Après six mois d’audiences devant le Tribunal criminel de Dixinn, les plaidoiries ont pris fin dans le deuxième volet du procès lié au massacre du 28 septembre 2009 en Guinée. Le verdict concernant le colonel Bienvenu Lamah est attendu le 29 juillet 2026.
Ouvert en janvier 2026, le procès porte sur plusieurs chefs d’accusation, notamment la complicité d’abus d’autorité, le meurtre, l’assassinat, le viol, les coups et blessures volontaires, le vol à main armée, l’enlèvement, la séquestration, l’entrave aux mesures d’assistance et l’omission de porter secours.
Le ministère public a requis une peine de dix ans de réclusion criminelle, dont cinq ans de sûreté, tout en demandant la requalification des faits en crimes contre l’humanité.
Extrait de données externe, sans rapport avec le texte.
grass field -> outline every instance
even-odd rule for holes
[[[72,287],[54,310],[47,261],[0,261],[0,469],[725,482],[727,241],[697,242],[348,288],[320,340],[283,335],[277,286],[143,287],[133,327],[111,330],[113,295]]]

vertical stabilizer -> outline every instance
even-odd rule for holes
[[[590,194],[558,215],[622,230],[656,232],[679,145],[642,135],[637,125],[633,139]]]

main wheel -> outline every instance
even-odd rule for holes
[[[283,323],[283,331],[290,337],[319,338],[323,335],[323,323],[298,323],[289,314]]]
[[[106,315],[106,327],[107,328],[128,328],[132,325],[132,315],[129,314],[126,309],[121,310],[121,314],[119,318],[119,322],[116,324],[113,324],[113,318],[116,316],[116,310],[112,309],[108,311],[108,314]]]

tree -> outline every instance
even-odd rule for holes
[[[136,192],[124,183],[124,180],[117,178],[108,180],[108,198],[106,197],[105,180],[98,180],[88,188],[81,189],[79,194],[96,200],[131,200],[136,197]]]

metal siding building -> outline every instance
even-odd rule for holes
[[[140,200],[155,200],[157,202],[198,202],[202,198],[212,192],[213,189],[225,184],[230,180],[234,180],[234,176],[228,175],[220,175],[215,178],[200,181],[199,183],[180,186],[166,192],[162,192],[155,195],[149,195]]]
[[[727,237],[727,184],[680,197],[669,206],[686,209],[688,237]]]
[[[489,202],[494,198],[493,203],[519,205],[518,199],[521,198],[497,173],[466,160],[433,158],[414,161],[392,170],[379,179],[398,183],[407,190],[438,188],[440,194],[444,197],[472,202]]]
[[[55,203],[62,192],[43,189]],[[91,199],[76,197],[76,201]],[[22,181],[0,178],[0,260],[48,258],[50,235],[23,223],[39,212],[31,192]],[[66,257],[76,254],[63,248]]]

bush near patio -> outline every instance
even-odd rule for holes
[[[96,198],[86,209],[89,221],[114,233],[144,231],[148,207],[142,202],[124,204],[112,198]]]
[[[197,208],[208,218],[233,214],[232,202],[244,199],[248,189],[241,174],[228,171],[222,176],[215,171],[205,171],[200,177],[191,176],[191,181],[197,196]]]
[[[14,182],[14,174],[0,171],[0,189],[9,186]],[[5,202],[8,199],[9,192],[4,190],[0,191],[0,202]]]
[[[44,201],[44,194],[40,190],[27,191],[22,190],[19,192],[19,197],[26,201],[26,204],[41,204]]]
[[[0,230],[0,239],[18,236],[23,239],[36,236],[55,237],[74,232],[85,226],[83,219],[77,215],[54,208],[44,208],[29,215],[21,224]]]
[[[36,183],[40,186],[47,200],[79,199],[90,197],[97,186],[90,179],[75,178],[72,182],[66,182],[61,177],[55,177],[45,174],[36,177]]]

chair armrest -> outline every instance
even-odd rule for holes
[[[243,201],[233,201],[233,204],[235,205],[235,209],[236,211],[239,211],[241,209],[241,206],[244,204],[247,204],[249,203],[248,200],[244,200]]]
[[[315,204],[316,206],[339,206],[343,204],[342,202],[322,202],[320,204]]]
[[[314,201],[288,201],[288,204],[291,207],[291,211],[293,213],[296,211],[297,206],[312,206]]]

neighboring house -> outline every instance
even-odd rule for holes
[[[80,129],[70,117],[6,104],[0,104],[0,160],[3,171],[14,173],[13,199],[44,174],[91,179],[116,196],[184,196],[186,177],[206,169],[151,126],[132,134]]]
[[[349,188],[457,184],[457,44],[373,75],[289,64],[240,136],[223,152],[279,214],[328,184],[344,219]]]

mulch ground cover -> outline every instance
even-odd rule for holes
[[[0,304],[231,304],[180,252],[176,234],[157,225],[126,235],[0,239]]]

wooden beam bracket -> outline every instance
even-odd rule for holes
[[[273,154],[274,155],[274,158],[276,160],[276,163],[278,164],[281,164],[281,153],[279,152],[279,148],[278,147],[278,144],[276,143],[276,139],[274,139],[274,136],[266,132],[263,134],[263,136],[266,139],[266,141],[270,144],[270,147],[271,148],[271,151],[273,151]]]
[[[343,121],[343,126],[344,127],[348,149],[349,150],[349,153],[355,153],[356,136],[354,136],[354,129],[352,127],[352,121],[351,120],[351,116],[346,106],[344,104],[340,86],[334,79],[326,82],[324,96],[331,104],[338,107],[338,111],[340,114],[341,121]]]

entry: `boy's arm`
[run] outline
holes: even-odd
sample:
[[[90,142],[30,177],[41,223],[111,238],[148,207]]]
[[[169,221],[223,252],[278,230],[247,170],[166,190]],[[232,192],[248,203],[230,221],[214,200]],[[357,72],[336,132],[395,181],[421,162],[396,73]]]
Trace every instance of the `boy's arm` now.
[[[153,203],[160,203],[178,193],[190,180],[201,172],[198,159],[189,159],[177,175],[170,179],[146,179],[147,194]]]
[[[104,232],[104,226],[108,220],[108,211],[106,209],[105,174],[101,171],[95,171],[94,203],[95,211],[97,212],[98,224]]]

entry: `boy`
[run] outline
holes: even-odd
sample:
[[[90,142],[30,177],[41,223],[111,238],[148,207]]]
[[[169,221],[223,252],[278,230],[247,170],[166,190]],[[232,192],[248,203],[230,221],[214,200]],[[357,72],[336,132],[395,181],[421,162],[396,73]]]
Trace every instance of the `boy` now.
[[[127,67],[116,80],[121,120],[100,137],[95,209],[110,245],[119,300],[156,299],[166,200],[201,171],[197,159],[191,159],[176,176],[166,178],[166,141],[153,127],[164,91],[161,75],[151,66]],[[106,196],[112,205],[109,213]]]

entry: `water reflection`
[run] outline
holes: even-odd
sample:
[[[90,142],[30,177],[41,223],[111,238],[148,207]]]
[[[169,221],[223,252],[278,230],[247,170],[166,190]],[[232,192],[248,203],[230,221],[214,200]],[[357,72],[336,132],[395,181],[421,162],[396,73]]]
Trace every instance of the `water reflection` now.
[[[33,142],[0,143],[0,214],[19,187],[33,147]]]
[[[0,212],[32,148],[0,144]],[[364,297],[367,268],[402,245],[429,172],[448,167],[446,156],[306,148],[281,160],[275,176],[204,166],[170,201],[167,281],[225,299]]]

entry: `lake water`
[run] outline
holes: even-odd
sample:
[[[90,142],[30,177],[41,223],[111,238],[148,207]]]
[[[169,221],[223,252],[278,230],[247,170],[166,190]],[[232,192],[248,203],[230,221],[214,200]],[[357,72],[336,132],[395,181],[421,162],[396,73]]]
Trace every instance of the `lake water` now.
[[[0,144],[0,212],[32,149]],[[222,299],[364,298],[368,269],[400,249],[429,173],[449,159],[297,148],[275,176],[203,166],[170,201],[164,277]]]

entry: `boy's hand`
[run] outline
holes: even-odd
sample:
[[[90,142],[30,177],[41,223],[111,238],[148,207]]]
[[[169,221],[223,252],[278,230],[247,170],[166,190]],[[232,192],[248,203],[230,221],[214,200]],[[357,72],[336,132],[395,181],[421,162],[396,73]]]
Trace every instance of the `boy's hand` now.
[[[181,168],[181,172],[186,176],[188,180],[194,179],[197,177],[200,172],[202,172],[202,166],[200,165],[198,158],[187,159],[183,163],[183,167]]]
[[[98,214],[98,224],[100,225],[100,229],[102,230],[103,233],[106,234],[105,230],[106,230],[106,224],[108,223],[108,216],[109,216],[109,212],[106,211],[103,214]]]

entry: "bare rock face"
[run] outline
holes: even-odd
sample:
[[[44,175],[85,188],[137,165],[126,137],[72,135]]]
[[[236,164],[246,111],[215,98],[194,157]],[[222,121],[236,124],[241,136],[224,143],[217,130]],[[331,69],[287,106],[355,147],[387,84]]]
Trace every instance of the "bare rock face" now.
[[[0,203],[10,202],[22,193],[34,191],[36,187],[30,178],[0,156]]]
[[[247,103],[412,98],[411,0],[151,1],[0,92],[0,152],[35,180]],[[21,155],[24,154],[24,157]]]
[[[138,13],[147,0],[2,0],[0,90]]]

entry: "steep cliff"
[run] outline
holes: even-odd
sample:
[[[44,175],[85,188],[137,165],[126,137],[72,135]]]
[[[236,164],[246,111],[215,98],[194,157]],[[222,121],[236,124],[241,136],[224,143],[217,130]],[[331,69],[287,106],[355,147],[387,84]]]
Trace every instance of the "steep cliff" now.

Les parties civiles soutiennent cette demande et réclament également des réparations en faveur des victimes.
De son côté, la défense a plaidé l’acquittement, affirmant qu’aucune preuve matérielle ne démontre l’implication du colonel Lamah dans les exactions commises. Elle estime que son client fait l’objet d’un acharnement judiciaire.
Lors de sa dernière prise de parole, le colonel Bienvenu Lamah a réaffirmé son innocence et déclaré faire confiance à la justice pour établir la vérité.
Le tribunal a mis l’affaire en délibéré. La décision est attendue le 29 juillet 2026, dans ce dossier lié aux événements du 28 septembre 2009, l’un des épisodes les plus marquants de l’histoire récente de la Guinée.